President Rodrigo Duterte of the Philippines wants more online casinos made available. Given the popularity the segment has, it would certainly be welcome and wouldn’t lead to the type of embarrassing situation that led to the closing of Boracay Island. It would also help the Philippine Amusement and Gaming Corp (PAGCOR) and other casino operators continue their large contributions to the state, contributions that slipped a little in the most recent quarter.
PAGCOR reports that the casino industry in the Philippines picked up $999.7 million in gross gaming revenue (GGR) for the second quarter of the year. This figure is 0.4% lower than what was earned for the previous quarter, and follows a first half that saw a substantial increase in GGR over the same period from 2018.
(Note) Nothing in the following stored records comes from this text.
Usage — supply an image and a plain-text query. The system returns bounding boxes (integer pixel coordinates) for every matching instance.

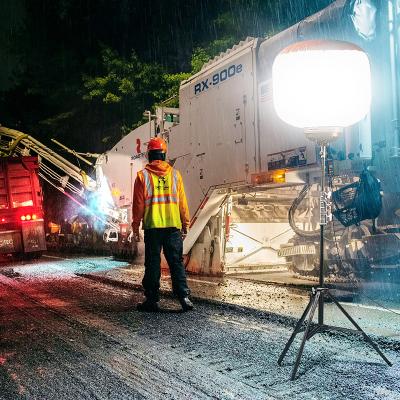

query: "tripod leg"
[328,291,392,366]
[290,291,321,381]
[278,295,314,365]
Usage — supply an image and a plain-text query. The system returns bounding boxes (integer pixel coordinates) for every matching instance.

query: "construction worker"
[132,137,193,312]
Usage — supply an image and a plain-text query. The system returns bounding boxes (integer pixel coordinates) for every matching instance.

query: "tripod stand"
[278,141,392,381]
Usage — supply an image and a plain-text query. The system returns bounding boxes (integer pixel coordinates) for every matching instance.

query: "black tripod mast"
[278,141,392,380]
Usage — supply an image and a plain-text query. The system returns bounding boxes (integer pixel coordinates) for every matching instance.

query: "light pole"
[272,40,391,380]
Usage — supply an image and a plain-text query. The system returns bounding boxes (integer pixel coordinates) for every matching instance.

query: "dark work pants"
[142,228,190,301]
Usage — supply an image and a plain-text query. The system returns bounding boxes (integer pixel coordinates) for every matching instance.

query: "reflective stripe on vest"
[142,169,182,229]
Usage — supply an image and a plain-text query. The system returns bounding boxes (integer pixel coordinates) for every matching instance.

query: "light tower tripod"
[278,141,392,380]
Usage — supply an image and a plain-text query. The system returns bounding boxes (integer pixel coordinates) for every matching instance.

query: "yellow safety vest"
[142,169,182,229]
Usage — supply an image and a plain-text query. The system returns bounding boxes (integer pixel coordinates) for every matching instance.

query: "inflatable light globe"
[272,40,371,137]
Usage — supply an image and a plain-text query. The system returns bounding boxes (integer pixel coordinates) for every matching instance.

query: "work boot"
[179,297,194,311]
[136,300,160,312]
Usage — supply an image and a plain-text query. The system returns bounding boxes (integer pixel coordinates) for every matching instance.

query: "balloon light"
[272,40,371,134]
[272,40,392,380]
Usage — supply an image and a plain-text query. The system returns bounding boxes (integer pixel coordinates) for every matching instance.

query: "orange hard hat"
[147,137,167,153]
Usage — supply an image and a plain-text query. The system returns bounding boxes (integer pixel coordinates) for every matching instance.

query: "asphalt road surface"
[0,260,400,400]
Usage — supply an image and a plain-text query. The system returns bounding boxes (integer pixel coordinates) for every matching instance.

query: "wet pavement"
[0,257,400,400]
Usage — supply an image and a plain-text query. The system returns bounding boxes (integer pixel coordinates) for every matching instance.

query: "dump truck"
[102,0,400,275]
[0,156,46,258]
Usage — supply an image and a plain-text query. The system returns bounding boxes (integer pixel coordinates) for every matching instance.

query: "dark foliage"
[0,0,332,151]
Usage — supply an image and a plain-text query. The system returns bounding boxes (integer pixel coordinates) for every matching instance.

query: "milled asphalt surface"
[0,257,400,400]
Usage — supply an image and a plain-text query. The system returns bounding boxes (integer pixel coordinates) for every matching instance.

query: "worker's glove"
[132,228,140,242]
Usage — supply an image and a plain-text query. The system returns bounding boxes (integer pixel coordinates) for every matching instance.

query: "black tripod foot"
[278,287,392,381]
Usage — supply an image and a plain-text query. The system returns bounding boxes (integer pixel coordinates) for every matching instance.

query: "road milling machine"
[102,0,400,279]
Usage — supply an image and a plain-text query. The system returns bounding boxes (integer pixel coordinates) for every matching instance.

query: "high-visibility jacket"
[132,160,190,229]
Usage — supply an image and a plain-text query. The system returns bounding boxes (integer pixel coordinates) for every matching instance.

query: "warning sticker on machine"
[267,146,307,171]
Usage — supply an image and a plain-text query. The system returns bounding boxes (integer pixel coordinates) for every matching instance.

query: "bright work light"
[272,40,371,130]
[272,40,392,380]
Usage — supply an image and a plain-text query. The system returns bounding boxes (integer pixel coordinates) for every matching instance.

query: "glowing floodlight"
[272,40,371,139]
[272,40,392,380]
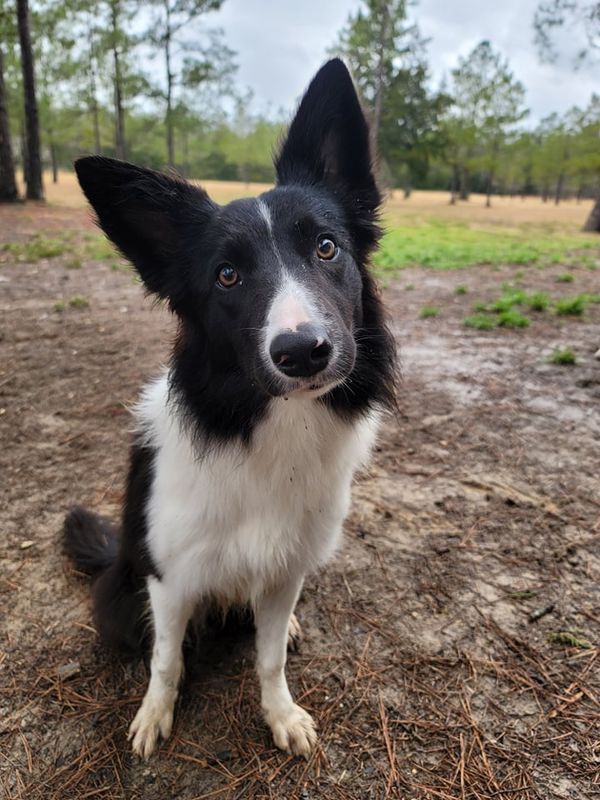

PAGCOR not only serves as the gaming regulator for the Philippines. It also operates public-sector gambling facilities under the Casino Filipino brand. These accounted for $173.22 million for the quarter while private-sector casinos contributed $774.12 million. The private-sector casinos, operating in Entertainment City new Manila, saw their GGR increase 1.7% over the second quarter of last year and contributed over 77% of the entire GGR for the Philippines.
The dip in the quarter-over-quarter performance, as miniscule as it is, shouldn’t be a cause for concern. The Philippines gambling market is healthy and continues to get healthier. The first half of the year saw PAGCOR increase its GGR by 9.3% over the same period last year and many analysts are predicting that the Philippines could become a more popular gambling hub than Macau or Las Vegas.
Duterte has reportedly changed his mind and has begun to show more support for gambling, an industry that was frequently a target of his wrath. He previously placed a moratorium on new gambling licenses and construction, but appears to be warming up to the idea as a way to boost state income.
For the online gambling industry to grow, there are obviously some kinks that have to be worked out. PAGCOR currently has in limbo the Philippine Offshore Gaming Operator (POGO) license program over several concerns, including issues related to tax reporting and the possibility that certain individuals working in the sector could be Chinese spies.